O sonho não é equivalente ao inconsciente, contudo sua interpretação possibilita o advir de uma lógica que lhe é própria e que pode ser atribuída a todo falante. Em seu ensaio Sontag reflete sobre a influência desta compreensão no universo da artes.
Na reflexão desenvolvida ao longo do ensaio, a escritora critica a inflação de metáforas que interferem na nossa experiência da arte. Ela defende que as formas sensoriais de aquisição de experiência também têm uma história :
“O que importa agora é recuperarmos nossos sentidos. Devemos aprender a ver mais, ouvir mais, sentir mais”
Esta defesa dos sentidos como um primeiro contato com o outro e suas obras, antes de qualquer pressuposto de análise ou interpretação me parece um convite ao encontro da experiência direta.

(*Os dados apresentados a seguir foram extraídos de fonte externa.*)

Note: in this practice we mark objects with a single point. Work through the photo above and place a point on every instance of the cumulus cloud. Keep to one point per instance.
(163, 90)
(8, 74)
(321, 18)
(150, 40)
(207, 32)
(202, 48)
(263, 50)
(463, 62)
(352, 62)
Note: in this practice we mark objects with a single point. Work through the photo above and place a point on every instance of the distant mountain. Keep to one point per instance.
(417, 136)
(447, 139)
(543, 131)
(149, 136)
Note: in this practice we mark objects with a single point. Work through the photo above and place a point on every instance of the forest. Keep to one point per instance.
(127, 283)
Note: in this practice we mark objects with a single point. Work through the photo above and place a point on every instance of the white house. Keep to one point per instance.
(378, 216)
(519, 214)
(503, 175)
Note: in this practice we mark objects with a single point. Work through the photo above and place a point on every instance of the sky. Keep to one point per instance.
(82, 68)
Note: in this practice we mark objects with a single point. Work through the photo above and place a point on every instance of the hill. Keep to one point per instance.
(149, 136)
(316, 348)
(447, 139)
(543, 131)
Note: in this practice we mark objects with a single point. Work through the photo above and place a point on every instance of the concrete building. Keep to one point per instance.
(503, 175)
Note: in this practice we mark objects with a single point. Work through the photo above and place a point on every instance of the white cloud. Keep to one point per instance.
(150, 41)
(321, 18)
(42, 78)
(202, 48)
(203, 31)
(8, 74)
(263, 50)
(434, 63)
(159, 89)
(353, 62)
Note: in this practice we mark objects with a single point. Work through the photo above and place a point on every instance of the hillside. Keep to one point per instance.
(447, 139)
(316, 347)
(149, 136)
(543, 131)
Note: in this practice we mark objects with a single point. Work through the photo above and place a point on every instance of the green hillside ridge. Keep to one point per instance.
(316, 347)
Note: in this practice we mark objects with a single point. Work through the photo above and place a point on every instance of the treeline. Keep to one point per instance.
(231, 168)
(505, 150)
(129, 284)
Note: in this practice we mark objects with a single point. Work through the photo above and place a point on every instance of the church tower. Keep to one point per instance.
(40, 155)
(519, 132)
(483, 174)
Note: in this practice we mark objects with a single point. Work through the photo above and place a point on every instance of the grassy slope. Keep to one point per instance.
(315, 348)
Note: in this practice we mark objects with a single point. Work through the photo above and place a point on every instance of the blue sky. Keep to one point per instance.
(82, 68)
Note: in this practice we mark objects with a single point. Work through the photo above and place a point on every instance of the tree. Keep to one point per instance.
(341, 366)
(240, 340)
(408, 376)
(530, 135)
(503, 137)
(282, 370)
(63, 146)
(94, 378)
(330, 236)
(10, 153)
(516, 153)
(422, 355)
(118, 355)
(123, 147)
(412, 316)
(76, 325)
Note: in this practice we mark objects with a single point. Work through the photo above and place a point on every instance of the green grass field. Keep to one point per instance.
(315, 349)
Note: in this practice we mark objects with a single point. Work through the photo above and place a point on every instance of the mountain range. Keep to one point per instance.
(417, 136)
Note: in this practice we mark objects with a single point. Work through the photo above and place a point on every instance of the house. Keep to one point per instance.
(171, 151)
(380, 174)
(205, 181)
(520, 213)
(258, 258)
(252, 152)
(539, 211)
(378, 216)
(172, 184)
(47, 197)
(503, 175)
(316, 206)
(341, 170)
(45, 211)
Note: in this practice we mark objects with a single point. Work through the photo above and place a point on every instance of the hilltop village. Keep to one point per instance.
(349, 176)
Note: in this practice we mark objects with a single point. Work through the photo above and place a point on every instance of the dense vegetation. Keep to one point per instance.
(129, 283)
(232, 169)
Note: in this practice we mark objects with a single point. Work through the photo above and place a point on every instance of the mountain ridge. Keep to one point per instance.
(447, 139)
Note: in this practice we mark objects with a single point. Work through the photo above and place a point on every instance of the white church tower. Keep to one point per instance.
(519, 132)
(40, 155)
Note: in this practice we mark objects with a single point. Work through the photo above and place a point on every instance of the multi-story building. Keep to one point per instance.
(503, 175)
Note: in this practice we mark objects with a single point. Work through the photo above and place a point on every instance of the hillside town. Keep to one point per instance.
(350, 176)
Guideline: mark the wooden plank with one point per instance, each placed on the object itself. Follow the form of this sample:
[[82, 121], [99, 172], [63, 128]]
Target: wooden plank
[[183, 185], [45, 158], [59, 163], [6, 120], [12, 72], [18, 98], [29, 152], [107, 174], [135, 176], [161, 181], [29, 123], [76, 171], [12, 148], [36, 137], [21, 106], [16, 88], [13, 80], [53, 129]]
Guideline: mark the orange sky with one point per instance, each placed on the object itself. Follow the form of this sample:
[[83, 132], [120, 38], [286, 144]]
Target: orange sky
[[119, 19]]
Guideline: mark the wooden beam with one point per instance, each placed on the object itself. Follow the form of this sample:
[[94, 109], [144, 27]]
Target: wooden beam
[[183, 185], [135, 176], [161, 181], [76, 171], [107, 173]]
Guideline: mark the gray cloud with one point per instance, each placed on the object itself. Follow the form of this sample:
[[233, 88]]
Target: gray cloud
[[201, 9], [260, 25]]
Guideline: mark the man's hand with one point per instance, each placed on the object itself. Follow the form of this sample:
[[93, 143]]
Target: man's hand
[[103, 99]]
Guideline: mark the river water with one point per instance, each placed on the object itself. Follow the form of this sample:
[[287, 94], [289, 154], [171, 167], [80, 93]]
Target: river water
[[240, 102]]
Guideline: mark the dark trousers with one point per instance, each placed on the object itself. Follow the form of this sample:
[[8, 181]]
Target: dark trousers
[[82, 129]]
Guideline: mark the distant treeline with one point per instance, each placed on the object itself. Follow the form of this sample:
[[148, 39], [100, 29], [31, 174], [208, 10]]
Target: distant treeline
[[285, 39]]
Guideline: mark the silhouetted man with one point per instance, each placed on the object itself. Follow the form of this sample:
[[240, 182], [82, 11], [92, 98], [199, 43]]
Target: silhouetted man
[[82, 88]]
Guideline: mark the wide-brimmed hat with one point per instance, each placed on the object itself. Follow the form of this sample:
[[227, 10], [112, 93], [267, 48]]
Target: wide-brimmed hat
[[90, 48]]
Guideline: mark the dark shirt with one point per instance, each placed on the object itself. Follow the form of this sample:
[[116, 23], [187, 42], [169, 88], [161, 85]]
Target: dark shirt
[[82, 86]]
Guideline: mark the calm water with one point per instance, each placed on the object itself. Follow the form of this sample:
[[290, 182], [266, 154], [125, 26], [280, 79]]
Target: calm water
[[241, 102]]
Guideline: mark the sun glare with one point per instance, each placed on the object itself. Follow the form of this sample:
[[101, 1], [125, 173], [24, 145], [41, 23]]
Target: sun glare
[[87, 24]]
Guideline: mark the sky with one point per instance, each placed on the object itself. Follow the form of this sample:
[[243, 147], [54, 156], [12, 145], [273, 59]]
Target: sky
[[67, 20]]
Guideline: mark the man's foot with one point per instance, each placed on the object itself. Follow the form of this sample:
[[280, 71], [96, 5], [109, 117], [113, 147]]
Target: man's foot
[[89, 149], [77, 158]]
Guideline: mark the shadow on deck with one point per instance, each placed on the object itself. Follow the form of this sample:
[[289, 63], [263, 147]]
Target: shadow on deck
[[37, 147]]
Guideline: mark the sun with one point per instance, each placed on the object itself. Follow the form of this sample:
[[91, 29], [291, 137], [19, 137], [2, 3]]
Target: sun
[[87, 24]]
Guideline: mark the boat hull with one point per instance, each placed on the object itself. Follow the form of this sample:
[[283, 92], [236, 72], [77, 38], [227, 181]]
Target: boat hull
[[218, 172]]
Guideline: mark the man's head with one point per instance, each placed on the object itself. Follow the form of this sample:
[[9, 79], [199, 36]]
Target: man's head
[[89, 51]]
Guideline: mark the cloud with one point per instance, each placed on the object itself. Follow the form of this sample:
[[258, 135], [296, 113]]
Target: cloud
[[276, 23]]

Uma defesa também do cuidado na interpretação, cada ser é um universo simbólico e portanto não carrega um dicionário de símbolos, respostas simplificadas e diretas. O mesmo critério e generosidade se aplica também as obras: livros, filmes, quadros que devem ser contemplados e apreciados em si antes de qualquer juízo de valor ou classificação.
Mas e os sonhos qual é a relevância destes para Susan Sontag ?
“Je rêve donc je suis.”
Essa paráfrase de Descartes “Sonho, logo existo” é a primeira frase do primeiro romance de Sontag.. O protagonista de O benfeitor, Hippolyte, renunciou a todas as ambições normais — família e amizade, sexo e amor, dinheiro e carreira — para se devotar a seus sonhos.

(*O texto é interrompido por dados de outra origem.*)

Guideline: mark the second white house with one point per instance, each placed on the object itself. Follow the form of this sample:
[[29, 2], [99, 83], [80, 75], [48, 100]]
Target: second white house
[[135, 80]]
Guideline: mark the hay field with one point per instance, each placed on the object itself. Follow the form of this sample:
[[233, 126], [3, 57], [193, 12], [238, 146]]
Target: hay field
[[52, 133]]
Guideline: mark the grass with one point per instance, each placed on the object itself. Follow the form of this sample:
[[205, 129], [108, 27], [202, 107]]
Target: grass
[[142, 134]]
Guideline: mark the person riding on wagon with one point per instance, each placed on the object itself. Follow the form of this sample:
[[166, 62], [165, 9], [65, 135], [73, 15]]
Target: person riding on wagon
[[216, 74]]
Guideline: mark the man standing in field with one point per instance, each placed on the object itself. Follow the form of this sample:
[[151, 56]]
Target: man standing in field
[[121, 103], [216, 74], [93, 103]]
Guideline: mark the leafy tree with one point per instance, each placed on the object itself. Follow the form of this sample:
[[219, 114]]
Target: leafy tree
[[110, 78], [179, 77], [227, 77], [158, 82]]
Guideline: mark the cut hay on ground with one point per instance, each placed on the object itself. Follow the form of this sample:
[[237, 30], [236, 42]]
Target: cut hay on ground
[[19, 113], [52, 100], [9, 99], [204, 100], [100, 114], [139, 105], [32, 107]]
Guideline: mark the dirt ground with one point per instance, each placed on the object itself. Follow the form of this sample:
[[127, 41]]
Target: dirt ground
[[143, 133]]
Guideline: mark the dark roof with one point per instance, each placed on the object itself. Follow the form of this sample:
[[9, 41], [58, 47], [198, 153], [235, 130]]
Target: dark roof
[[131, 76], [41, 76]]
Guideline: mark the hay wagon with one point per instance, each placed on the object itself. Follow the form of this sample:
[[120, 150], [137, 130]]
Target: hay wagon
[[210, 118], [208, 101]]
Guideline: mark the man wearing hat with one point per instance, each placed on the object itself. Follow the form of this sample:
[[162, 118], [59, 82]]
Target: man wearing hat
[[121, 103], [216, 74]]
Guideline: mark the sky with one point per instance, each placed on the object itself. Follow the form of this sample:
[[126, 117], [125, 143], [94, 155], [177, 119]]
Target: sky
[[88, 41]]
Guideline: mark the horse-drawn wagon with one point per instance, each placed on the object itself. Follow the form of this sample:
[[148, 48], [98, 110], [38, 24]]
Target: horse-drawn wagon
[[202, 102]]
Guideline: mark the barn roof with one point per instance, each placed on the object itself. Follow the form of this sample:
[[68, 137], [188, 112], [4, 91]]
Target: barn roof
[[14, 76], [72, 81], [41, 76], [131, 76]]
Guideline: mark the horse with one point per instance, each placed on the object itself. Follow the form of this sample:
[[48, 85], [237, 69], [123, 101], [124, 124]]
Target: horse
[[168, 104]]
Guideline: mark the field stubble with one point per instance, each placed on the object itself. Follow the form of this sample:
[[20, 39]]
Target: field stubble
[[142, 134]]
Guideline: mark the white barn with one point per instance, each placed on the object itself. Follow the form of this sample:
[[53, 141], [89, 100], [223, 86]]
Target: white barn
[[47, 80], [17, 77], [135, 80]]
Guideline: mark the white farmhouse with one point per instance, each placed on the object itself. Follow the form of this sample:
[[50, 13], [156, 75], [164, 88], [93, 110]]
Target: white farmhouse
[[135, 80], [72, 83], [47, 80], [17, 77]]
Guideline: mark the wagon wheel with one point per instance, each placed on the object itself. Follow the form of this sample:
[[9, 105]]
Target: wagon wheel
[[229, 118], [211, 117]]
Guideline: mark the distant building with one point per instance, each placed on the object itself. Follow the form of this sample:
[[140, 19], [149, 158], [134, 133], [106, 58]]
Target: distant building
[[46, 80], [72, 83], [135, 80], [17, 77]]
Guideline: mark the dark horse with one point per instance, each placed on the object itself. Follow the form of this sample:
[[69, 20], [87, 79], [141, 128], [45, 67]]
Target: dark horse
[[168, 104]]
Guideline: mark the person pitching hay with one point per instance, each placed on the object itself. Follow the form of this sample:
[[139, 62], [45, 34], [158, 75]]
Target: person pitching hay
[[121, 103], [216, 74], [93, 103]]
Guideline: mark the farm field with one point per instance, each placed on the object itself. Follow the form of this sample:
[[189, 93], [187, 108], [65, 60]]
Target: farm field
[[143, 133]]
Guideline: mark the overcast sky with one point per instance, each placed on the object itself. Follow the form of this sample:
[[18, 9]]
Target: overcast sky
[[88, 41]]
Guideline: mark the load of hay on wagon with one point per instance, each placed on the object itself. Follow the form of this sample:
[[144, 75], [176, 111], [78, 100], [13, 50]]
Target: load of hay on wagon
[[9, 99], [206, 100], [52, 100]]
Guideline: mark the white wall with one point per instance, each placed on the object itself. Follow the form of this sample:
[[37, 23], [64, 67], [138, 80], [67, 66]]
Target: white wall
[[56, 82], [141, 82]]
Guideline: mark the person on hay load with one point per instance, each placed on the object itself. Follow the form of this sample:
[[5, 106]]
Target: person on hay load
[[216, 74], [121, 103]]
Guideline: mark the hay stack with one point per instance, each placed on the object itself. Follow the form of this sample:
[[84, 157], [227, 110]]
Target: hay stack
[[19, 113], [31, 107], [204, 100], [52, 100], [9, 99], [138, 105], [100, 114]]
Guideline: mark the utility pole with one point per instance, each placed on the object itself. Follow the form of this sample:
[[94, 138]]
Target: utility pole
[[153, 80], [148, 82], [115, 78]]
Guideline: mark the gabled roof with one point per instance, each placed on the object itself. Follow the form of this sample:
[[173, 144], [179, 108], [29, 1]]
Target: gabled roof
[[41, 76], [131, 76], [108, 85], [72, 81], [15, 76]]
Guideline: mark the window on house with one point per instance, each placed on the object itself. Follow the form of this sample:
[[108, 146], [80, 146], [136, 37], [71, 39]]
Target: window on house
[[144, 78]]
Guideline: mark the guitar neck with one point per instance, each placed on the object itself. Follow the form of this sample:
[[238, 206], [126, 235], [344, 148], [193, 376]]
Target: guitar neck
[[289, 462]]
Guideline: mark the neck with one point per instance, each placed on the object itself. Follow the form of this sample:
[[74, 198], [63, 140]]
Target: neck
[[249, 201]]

Só seus sonhos são reais, mas ele é decisivamente contra a interpretação; e seus sonhos não são interessantes pelos motivos habituais, “para me compreender melhor, para conhecer meus verdadeiros sentimentos”, insiste ele: “Estou interessado em meus sonhos como… atos.”
Susan Sontag defende que o sonho em si é a única realidade, mesmo sabendo de todas as contradições que esta visão implica. O sonho como ato é uma abertura ao assombro, ao inconformismo:
“A capacidade de ser assombrado pela beleza é espantosamente tenaz e sobrevive em meio às mais berrantes distrações…”
Para conhecer um pouco mais da vida e obra de Susan Sontag .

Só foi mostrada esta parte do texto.